Wednesday, February 4, 2015

The Artifacts of a Lifetime

After Mom's funeral service and lunch at church, we went to Terri's home to look over what was left of Mom's belongings.   Her good china, a collection of "limited edition" plates, various other dishes, her dolls, some Hummel figurines, many photos and scrapbooks, and journals were scattered on a table and the floor.  Terri was eager to clear things out. 

I'm at a stage in my life where I am trying to purge our own belongings.  I took a few photos of our own family and of Jim as a child and a few plates along with their "certification"  that I could pass on to our children as Mom had requested.

Jeff photographed the display and sent it to Susan who thought she would like the blue Delft cups and candles.  Both Dan and Jeff took a few of the old photos.  Dan was intrigued with some of Mom after she had infantile paralysis as a child--relating it to the work Google had done in polio eradication. 

There was a scrapbook made by Mom's mother in the 1930s full of inspirational sayings and clippings cut out of various papers.  Would anyone would find that valuable as a historical record? 

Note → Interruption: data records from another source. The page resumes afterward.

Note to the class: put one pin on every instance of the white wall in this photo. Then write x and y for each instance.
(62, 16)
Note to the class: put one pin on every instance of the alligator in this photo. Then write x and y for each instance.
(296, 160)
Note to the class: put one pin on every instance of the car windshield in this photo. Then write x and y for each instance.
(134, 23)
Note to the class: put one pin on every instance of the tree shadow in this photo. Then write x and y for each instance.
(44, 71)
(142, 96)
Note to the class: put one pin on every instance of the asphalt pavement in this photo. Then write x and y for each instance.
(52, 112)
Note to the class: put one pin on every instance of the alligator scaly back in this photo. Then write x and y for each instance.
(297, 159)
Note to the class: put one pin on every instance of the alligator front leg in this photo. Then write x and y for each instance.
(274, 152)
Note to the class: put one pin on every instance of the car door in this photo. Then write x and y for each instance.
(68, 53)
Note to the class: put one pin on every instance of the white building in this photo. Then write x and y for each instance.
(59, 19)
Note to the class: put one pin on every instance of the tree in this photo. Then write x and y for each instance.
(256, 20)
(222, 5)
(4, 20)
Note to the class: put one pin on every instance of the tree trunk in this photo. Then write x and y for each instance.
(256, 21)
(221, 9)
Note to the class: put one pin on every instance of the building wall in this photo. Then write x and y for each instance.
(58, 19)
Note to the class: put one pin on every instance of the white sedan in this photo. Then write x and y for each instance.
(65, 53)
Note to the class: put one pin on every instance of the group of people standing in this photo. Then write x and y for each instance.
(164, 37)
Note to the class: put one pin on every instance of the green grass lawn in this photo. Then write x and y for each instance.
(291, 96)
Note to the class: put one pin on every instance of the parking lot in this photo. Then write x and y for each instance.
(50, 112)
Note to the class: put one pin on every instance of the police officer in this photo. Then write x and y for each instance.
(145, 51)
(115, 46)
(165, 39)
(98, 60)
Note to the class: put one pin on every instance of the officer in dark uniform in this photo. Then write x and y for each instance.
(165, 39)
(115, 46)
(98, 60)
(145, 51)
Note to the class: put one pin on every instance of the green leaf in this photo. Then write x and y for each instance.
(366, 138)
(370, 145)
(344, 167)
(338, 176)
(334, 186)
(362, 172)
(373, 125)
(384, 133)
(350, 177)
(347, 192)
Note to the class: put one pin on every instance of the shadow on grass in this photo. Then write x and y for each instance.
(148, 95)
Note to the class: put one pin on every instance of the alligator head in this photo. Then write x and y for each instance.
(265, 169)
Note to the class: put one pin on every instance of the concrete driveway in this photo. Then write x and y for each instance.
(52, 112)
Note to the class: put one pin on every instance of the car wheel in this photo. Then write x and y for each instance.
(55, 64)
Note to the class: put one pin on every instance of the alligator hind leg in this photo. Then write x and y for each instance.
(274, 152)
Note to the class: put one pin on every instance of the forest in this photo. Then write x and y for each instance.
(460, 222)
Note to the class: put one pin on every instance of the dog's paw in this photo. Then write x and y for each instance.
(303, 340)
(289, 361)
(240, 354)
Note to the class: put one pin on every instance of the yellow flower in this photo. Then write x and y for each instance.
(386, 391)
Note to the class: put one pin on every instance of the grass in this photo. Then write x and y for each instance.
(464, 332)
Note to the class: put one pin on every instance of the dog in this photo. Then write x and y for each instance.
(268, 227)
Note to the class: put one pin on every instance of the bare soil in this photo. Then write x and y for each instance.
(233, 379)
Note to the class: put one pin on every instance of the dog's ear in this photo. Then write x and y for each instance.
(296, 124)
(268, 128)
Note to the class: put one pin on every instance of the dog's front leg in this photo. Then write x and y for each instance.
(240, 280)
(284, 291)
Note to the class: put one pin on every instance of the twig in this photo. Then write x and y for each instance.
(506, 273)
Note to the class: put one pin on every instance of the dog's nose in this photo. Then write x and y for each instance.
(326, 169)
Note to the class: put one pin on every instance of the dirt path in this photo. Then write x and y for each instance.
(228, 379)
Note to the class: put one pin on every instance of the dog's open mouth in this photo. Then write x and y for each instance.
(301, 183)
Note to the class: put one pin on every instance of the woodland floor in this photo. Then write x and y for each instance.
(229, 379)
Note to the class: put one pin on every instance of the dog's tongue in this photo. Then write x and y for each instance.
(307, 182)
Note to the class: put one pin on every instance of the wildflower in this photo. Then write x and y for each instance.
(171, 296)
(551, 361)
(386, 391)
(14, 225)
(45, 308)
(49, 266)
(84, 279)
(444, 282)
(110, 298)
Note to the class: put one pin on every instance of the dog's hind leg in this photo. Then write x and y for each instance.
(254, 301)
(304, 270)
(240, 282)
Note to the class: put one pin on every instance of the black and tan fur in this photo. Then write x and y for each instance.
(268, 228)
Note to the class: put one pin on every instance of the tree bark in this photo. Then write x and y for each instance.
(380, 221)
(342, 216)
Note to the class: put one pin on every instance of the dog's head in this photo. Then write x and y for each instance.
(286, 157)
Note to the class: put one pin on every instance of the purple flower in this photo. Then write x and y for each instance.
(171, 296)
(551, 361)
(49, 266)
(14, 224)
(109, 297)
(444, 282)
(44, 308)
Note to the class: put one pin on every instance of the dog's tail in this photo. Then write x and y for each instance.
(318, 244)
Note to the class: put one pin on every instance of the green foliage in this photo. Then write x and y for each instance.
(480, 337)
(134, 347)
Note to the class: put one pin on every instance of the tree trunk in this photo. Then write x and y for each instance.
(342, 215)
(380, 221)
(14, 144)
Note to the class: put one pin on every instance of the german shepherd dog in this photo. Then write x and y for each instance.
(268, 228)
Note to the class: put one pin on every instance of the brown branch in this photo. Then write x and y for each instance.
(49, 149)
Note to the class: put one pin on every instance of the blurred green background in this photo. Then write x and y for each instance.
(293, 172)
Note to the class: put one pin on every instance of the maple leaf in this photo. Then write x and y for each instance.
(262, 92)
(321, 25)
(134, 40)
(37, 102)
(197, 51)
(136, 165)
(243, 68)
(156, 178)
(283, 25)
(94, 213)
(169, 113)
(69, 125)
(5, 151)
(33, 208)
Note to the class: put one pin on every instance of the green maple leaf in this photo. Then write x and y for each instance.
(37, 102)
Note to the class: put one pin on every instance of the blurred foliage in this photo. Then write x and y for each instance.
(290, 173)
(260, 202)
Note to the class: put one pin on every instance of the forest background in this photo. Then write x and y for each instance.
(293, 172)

Terri wondered if it was an invasion of privacy to read Mom's journals. Mom had said to burn her letters from Dad.  Maybe I will offer to go over the journals and record parts that would be of value to her children.   As it is, we have over 30 of Dad's journals downstairs that could be donated to the center at Calvin for church history.   We've looked them over briefly and found them very factual without much emotion expressed at all. 

I look at our belongings.  Every painting or photograph on our walls has meaning to me.  Nothing is merely decorative.  Almost every one is a piece of original art or a photograph of a place I loved.  But would our children find value in any of it?  I brought Dan around to see each piece--and then burned his French toast while doing so! 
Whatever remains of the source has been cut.